«J’aurais pu arrêter l’élevage»
Adrien Paquet ose le dire: «Si les résultats des recherches avaient été négatifs, j’aurais sans doute arrêté l’élevage, parce qu’il n’y aurait plus eu d’avenir.»
- Publié le 30-03-2019 à 06h00
:focal(507x419:517x409)/cloudfront-eu-central-1.images.arcpublishing.com/ipmgroup/RXPRSRGT7JCANIOPSQTARRTXTE.jpg)
Agriculteur dans une ferme mixte – cultures et production de blanc-bleu – à Dorinne, dans le Condroz namurois, il a accepté en 2010 de placer ses prairies sous le monitoring des chercheurs de Gembloux Agro Bio Tech.
Objectif? Établir un bilan complet des gaz à effet de serre de ses prairies permanentes où pâturent 230 bovins. Respiration du sol et de la végétation, photosynthèse, méthane émis par les animaux… tout a été mesuré par de multiples capteurs et une station météo installée sur place. Les résultats complets de cette étude ne sont pas encore publiés mais faisaient l’objet d’une défense de thèse hier à la faculté d’ingénierie biologique.

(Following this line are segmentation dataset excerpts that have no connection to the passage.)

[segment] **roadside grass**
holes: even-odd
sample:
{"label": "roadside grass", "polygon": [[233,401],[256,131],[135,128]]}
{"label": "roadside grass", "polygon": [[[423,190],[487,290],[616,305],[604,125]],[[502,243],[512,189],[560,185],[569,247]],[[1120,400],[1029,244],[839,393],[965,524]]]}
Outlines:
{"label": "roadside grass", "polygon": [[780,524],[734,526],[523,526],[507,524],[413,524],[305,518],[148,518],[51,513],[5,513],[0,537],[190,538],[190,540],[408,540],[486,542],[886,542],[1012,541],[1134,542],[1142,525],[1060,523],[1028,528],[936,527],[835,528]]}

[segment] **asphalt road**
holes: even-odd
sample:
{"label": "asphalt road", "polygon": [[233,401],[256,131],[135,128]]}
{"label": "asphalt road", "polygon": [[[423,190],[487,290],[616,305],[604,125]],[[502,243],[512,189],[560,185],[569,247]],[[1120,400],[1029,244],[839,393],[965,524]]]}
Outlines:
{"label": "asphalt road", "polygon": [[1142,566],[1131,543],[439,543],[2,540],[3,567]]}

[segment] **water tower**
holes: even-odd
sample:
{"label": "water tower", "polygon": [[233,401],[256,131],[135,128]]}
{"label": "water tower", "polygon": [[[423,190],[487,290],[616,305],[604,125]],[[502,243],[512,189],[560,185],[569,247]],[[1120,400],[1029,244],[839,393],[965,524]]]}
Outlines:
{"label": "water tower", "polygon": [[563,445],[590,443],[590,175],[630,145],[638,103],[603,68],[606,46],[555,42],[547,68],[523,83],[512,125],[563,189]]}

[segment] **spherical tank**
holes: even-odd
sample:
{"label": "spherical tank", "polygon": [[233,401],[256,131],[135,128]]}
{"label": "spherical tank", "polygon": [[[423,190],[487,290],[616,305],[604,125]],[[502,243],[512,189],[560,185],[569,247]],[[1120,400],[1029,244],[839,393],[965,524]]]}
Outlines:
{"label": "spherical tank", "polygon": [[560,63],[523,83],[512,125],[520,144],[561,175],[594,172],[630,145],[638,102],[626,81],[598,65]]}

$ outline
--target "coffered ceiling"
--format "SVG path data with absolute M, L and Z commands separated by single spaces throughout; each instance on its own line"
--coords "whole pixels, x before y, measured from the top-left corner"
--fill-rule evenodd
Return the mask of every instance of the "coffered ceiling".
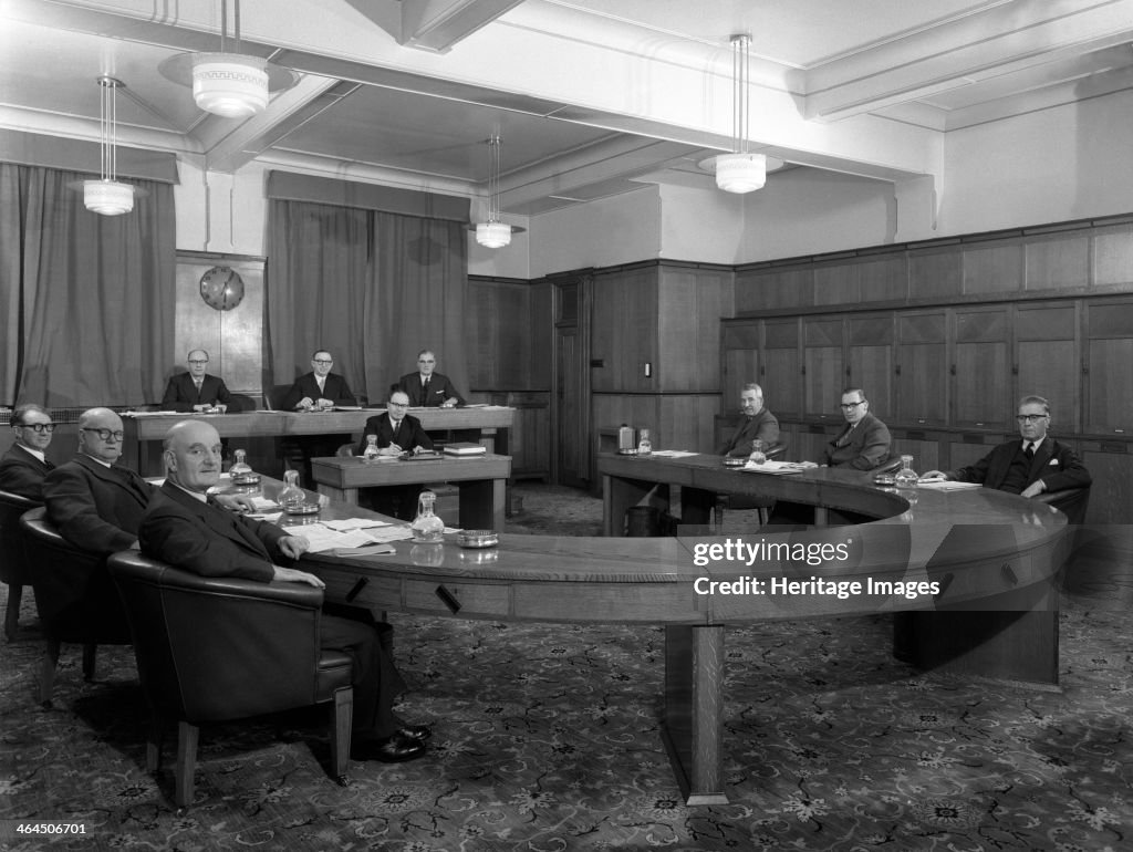
M 736 32 L 786 168 L 932 173 L 949 133 L 1133 86 L 1133 0 L 244 0 L 241 25 L 300 74 L 242 121 L 157 73 L 219 48 L 220 0 L 0 0 L 0 127 L 96 138 L 111 74 L 123 144 L 469 196 L 499 133 L 504 212 L 535 215 L 710 186 Z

«Mais en gros, on peut déjà conclure que pendant la période de pâturage, entre avril et novembre, le bilan des émissions de gaz à effet de serre (GES) est neutre, voir légèrement négatif», note l'éleveur namurois. Et si pendant l'hiver on valorise l'herbe en fourrage pour le bétail, on peut clairement dire que les prairies sont un puits de carbone, avance-t-il.
Pour Adrien Paquet, ces résultats plaident pour le maintien d'un élevage lié à l'herbe et battent en brèche ceux qui veulent moins de viande dans l'assiette. «Je pense plutôt qu'on mangera «mieux» et donc que la part de viande telle qu'on la produit en Wallonie va augmenter. Car si on ne peut plus exploiter ces prairies, que fera-t-on? On va les retourner pour y mettre des cultures et, là, on va clairement augmenter le bilan carbone.»
Pour autant, Adrien Paquet ne dit pas que ces résultats doivent dédouaner le monde agricole de tout effort dans la lutte contre le réchauffement climatique. Au contraire, cela le pousse à améliorer ses techniques et la gestion de sa ferme. Parce que c’est aussi une nécessité économique, dit-il. Comme beaucoup d’agriculteurs wallons, il a ainsi fortement augmenté l’autosuffisance alimentaire pour son bétail.
Le même raisonnement économico-environnemental influence aussi ses pratiques culturales. «Je produis ainsi plus de compost, car il émet moins de GES que le fumier. J'ai aussi expérimenté l'agriculture de conservation.» Une technique apparentée à la permaculture où l'on travaille peu le sol, où on le couvre au maximum avec des légumineuses et où l'on pratique les cultures associées.
«J'ai eu de très bons résultats en semant du froment dans le colza, dit-il. Je pense que ces techniques peuvent même avoir un impact positif plus fort que le bio. Mais je suis prudent, j'expérimente encore car c'est aussi mon revenu qui est en jeu.»